6,2298,2299,2300,2294,216
7, 2196, 2297, 2192, 2219, 216
2,2202,2201,2166,2224,219
A complementary or homologous to at least 90% of a sequence containing any 10 contiguous nucleotides within the sequence selected from the group of sequences defined by the probe consisting of 5,2225 and 2230. The described nucleic acid. 7. A set of nucleic acids comprising at least two nucleic acids, each nucleic acid being Mycoplasma pneumoniae ( M
rRN of ycoplasma pneumoniae )
Can hybridize preferentially to A and rDNA 10
To 250, and each nucleic acid has a different nucleotide sequence composition, and the probes 2295, 22
89, 2296, 2298, 2299, 2300, 22
94, 2167, 2196, 2297, 2192, 22
19, 2162, 2202, 2201, 1166, 22
The set of nucleic acids as an article of manufacture which is complementary or homologous to at least 90% of a sequence comprising any 10 contiguous nucleotides selected from the group of sequences defined by 24, 2195, 2225 and 2230. . 8. At least two nucleic acid compositions are complementary or homologous to at least 90% of a sequence containing any 10 contiguous nucleotides selected from the group of sequences defined by the probe, and From probe 2196 and probe 2167; probe 2162 and probe 2202; probe 2224 and probe 2166; probe 2162 and probe 2230; probe 2167 and probe 2219; probe 2192 and probe 2202; probe 2296 and probe 2297; and probe 2299 and probe 2300 8. The article of manufacture of claim 7, selected from the group of the set: 9. A) contacting the sample with at least one nucleic acid having about 10 to 250 nucleotides capable of preferentially hybridizing to mycoplasma rRNA and rDNA; b) adding hybridization conditions to the sample. In a sample, the conditions comprising preferentially binding the nucleic acid to mycoplasma rRNA and rDNA to form a nucleic acid complex; and c) detecting the nucleic acid complex as an indicator of the presence of the mycoplasma. One or more Mycoplasma [essentially Mycoplasma pneumoniae ( Mycoplasma
Pneumoniae ) and Mycoplasma genitalium ( M. genitalium )]. 10. The probe 229 wherein the nucleic acid in the contacting step is
5,2289,2296,2298,2299,230
0,2294,2167,2196,2297,219
2,2219,2162,2202,2201,216
10. The method of claim 9, which is complementary or homologous to at least 90% of the sequence containing any 10 contiguous nucleotides selected from the group of sequences defined by 6,2224, 2195, 2225 and 2230. . 11. The contacting step comprises at least two nucleic acid compositions, each nucleic acid capable of predominantly hybridizing to rRNA and rDNA of Mycoplasma.

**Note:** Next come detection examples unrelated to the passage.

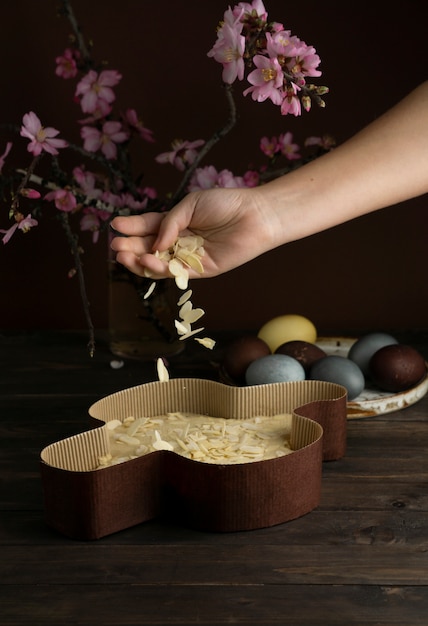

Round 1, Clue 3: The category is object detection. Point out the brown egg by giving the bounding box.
[222,335,271,384]
[369,344,427,392]
[275,339,327,373]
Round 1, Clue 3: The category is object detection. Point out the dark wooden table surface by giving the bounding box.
[0,326,428,626]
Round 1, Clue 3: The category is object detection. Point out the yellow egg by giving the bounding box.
[257,314,317,352]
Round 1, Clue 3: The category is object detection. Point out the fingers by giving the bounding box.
[153,194,196,250]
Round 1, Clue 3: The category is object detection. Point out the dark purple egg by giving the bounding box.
[369,344,427,392]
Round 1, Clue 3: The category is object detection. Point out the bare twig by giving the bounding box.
[167,85,237,208]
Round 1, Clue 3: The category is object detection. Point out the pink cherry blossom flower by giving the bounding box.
[19,187,41,200]
[80,121,129,160]
[0,141,13,173]
[266,30,301,58]
[0,213,38,244]
[244,54,284,105]
[20,111,68,156]
[75,70,122,113]
[278,132,302,161]
[124,109,154,143]
[55,48,79,79]
[44,189,77,213]
[281,83,302,117]
[286,42,322,83]
[208,9,245,85]
[155,139,205,172]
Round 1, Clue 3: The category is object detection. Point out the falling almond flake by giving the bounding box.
[174,320,191,335]
[144,280,156,300]
[156,357,169,383]
[180,326,204,341]
[177,289,192,306]
[195,337,215,350]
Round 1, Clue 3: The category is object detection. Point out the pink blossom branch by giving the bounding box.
[167,85,237,208]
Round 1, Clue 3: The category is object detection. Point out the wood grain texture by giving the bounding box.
[0,333,428,626]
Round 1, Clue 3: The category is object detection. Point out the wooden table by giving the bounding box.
[0,333,428,626]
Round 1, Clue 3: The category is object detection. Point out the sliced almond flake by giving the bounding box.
[144,280,156,300]
[168,257,187,276]
[182,254,205,274]
[152,430,174,452]
[156,357,169,383]
[175,272,189,290]
[178,300,193,319]
[178,235,203,252]
[179,327,204,341]
[177,289,192,306]
[195,337,215,350]
[180,309,205,324]
[174,320,191,335]
[118,434,140,446]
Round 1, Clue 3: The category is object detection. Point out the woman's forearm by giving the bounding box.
[261,82,428,245]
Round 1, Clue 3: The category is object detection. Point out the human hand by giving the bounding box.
[111,188,275,278]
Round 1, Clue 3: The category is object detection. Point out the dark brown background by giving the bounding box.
[0,0,428,330]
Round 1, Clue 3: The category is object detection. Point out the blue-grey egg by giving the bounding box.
[245,354,305,385]
[309,354,365,400]
[348,333,398,376]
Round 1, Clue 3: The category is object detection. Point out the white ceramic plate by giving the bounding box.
[317,337,428,419]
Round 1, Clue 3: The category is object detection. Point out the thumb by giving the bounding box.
[153,197,194,251]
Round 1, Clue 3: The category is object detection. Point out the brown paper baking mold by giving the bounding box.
[40,378,347,540]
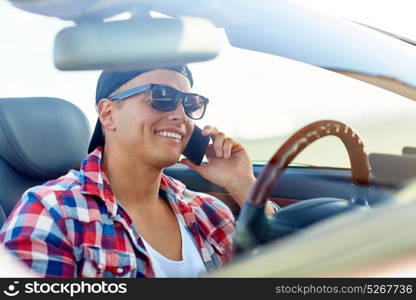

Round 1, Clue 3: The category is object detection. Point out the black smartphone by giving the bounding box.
[182,125,210,166]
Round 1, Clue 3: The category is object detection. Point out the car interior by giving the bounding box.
[0,1,416,277]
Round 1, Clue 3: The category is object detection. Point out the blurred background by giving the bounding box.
[0,0,416,167]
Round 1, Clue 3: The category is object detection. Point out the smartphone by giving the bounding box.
[182,125,210,166]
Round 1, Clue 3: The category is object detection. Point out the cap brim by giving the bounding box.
[88,120,104,153]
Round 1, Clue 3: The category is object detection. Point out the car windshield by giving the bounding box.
[0,0,416,168]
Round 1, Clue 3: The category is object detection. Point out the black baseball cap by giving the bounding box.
[88,66,193,153]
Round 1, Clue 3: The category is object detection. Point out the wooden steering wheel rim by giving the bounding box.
[247,120,370,205]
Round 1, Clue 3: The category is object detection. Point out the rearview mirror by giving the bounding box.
[54,17,221,70]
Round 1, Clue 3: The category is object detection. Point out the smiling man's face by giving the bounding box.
[99,69,194,167]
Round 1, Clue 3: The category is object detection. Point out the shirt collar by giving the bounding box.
[80,146,188,218]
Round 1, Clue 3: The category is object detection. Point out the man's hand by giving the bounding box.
[181,126,256,206]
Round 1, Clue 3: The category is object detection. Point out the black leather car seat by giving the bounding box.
[0,97,91,226]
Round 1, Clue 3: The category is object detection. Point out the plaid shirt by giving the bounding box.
[0,147,235,277]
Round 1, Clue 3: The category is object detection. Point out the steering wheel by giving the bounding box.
[235,120,370,252]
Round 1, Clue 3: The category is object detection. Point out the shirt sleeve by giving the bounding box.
[0,190,76,277]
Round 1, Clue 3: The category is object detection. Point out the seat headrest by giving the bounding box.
[0,97,91,179]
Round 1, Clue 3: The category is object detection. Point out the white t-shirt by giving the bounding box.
[142,220,206,277]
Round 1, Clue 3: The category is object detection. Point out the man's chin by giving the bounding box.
[153,155,180,168]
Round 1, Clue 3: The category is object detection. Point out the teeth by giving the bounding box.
[156,131,183,141]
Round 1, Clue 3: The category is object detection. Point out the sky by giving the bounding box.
[0,0,416,139]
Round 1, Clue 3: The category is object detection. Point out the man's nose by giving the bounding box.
[169,100,188,122]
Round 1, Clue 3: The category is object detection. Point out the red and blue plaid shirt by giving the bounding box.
[0,147,235,277]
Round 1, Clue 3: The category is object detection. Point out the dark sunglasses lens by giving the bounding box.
[152,86,178,111]
[183,95,206,119]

A sequence having 50 base sequences, each of different base composition, containing at least 90 contiguous nucleotides selected from the group of sequences defined by the probe.
% Complementary or homologous to% and probe 2196 + probe 2167, probe 216
2+ probe 2202 probe 2224+ probe 2166, probe 216
2+ probe 2230 probe 2167+ probe 2219, probe 219
2+ probe 2202 probe 2296+ probe 2297, probe 229
10. The method of claim 9 selected from the group of groups of groups consisting of 9+ probes 2300. 12. Non-mycoplasma and human rRN
A pathogenic mycoplasma bacterium associated with human primary atypical pneumonia comprising a nucleic acid composition having a 10 to 250 base sequence capable of preferentially hybridizing to rRNA or rDNA of pathogenic mycoplasma bacterium over A and rDNA Kit for detection.